CHICAGO The National Center for Data Mining has launched a new protocol designed to reclaim the Internet's original purpose sharing data. The Data Space Transfer Protocol (DSTP), developed at the center and at the University of Illinois, hopes to do for standardized data warehousing what the Hypertext Transfer Protocol (HTTP) did for Web browsing.
Already, six major data havens in the United States, England and Australia have reformatted their online databases to demonstrate the power of DSTP's distributed data protocol, sponsors said.
"The Internet is very powerful for sharing text, images and sounds, but it has fallen behind in its original purpose that is, exchanging raw data between researchers," said Georg Reinhart, a visiting research scientist in mathematics, statistics and computer science at the UI at Chicago. "Our infrastructure, called the Data Space Transfer Protocol, enables the next generation of Web data mining."

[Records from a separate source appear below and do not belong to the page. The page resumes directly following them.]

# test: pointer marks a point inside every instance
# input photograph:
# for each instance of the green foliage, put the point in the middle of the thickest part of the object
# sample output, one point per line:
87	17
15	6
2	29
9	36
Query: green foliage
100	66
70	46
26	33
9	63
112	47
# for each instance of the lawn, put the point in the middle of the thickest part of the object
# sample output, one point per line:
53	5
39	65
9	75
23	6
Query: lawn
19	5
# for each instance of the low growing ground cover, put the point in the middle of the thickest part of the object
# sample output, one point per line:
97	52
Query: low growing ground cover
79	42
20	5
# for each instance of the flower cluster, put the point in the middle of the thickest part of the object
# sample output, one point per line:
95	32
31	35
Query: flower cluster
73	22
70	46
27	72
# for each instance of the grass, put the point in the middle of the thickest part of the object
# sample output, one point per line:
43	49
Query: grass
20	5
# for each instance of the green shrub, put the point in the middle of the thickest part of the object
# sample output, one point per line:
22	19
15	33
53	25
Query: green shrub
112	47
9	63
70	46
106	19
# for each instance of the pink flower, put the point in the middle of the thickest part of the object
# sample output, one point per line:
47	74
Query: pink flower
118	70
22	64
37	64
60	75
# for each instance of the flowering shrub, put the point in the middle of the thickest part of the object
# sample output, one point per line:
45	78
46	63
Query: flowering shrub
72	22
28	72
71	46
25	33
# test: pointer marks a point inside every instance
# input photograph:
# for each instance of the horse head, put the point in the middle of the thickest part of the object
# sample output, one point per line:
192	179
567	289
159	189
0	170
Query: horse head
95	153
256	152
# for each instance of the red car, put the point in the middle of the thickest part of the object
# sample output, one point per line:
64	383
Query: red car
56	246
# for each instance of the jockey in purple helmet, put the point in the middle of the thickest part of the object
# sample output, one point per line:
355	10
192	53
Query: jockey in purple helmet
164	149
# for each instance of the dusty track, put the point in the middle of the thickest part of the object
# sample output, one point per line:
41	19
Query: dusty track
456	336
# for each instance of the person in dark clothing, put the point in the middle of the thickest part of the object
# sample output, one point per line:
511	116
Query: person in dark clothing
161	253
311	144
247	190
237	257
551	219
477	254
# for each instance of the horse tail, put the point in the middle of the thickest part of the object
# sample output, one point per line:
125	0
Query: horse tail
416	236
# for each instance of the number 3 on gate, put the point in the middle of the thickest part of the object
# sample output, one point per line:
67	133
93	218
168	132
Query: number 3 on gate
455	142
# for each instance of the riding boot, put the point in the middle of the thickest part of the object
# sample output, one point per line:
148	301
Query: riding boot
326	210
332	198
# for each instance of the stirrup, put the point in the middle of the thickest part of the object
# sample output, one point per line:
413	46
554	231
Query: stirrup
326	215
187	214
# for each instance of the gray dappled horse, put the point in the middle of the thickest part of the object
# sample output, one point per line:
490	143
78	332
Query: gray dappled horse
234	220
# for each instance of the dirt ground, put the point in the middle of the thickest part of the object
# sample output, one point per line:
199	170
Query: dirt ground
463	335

The overwhelming success of HTTP has turned the Internet into little more than a means of distributing multimedia documents, Reinhart said. Using HTTP exclusively, the Web now houses massive amounts of online data. But since HTTP does not provide a format for data, everybody has made up their own incompatible Web page formats, thereby making it impossible to transparently share engineering research data.

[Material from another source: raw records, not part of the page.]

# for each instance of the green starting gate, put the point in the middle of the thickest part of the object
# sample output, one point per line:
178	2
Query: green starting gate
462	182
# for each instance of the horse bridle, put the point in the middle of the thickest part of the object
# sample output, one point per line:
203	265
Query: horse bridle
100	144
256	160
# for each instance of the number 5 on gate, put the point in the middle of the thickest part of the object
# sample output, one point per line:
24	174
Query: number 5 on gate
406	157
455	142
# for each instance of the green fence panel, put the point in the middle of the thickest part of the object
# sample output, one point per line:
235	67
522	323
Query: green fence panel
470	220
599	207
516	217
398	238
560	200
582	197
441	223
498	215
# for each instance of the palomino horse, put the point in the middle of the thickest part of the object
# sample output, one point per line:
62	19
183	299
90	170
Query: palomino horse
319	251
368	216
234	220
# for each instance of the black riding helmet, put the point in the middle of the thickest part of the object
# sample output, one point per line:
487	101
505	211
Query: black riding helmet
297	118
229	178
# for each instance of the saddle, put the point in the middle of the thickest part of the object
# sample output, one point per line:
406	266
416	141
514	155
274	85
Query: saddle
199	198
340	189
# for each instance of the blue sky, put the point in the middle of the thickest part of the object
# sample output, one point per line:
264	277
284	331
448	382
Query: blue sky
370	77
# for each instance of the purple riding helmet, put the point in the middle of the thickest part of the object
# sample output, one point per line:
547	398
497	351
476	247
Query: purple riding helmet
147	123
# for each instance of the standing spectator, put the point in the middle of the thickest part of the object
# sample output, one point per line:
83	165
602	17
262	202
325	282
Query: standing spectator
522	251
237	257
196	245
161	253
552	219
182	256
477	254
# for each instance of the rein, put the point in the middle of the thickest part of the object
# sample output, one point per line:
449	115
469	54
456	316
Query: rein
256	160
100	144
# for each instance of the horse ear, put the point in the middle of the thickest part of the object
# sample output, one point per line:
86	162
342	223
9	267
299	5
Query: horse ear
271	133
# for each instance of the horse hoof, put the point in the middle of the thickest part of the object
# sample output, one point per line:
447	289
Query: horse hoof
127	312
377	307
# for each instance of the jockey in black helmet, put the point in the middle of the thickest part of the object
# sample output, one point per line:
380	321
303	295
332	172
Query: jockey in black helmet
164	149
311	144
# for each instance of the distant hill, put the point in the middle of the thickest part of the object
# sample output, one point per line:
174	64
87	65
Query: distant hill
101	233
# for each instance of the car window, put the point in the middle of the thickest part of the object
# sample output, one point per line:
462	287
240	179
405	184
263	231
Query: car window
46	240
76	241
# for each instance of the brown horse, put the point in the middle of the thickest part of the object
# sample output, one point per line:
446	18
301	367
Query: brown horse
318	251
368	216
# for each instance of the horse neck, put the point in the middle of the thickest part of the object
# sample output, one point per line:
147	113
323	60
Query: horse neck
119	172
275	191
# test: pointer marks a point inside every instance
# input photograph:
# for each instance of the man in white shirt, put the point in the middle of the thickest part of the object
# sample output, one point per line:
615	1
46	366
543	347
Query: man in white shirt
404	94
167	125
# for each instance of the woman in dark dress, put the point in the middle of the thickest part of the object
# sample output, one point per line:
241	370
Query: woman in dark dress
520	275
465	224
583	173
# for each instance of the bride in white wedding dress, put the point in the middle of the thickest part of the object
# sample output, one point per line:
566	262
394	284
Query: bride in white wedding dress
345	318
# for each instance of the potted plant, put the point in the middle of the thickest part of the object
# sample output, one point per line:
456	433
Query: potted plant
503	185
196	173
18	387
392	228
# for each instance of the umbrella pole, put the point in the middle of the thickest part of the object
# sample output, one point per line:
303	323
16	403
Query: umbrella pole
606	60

DSTP, developed with Emory Creel at the National Center for Data Mining, aims "to unify the way data is stored online, thereby enabling multiple separate databases to be mined by researchers without their having to do anything but formulate their queries," said Reinhart.

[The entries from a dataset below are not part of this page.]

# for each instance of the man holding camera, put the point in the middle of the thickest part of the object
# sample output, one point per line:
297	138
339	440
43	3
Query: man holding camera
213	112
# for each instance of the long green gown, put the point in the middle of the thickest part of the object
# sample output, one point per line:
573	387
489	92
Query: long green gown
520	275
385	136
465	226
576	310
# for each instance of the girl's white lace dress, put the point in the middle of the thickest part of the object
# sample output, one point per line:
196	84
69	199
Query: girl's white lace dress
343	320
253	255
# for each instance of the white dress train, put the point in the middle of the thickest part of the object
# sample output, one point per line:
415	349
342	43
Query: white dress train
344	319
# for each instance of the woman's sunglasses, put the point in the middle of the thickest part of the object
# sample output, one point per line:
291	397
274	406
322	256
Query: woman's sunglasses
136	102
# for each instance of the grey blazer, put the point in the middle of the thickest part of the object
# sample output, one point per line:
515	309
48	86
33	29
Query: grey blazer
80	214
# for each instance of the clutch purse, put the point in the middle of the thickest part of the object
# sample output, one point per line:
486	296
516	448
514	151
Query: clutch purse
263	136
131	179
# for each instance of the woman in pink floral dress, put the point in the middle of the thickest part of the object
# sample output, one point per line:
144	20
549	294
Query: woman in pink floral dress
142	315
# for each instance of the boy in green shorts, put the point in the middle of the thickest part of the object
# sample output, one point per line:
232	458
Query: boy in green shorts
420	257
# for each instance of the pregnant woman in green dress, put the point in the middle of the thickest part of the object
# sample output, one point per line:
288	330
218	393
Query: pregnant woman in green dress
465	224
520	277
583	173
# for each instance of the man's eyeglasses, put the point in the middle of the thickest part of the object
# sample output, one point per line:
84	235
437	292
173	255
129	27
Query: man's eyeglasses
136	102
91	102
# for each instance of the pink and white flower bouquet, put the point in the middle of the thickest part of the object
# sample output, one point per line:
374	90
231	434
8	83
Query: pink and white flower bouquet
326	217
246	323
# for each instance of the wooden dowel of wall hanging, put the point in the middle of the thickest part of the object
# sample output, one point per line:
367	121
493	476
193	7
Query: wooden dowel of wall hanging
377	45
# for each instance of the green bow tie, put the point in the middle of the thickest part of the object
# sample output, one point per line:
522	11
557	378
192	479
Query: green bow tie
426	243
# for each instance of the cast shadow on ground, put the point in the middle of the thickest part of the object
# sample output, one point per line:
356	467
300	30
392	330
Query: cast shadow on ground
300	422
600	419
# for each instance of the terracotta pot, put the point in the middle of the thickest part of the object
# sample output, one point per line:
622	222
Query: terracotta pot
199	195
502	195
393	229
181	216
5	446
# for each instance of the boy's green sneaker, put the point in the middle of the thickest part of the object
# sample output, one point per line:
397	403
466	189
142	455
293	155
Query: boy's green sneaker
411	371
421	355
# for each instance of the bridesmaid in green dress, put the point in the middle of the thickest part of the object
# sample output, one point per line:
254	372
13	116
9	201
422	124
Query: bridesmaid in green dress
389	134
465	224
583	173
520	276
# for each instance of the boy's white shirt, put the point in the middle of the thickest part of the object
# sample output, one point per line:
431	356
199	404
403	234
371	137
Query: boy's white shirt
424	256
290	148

With more and more researchers gaining access to broadband backbone interconnections, pent-up demand exists for such a spec. Cooperating researchers have always been able to translate data among various formats and share their research results but only after long downloads and reformatting.
With more and more researchers putting their data online, a common format would enable everyone to query the same worldwide database in real-time, without the slow downloads and format translations.
"DSTP standardizes the way raw data is shared, the same way HTTP revolutionized the way hypertext documents are shared," said Reinhart. "Researchers can search, analyze and draw conclusions from multiple databases simultaneously in real-time even if the databases contain different types of data."
He predicts DSTP will motivate widely scattered and unrelated researchers worldwide to post their data in a globally accessible format. A demonstration of the standard can be found at www.dataspaceweb.net, where it is possible to download a free client/server software package (available for Linux, Macintosh, Unix and Windows). In addition, there is an online demonstration using six widely separated databases in DSTP format.
DSTP standardizes the manner in which data is distributed, queried and retrieved by providing a "data column" template permitting correlation studies among databases without relocating or translating them. Data columns that are widely separated on different servers can be temporarily unified with a specific Universal Correlation Key. Like the primary key attribute in a traditional database, this key is unique and thus can unify distributed databases under the direction of a DSTP server.
The DSTP's closest kin is perhaps the Network News Transfer Protocol (NNTP), which permits news articles on different servers to be uniformly presented in a common query window. Software marrying the DSTP client to the DSTP server uses commands modeled after NNTP. In particular, a DSTP server links a client program with diverse data columns from different databases, but does not relocate the raw data. It remains in its original location and does not need to be transferred.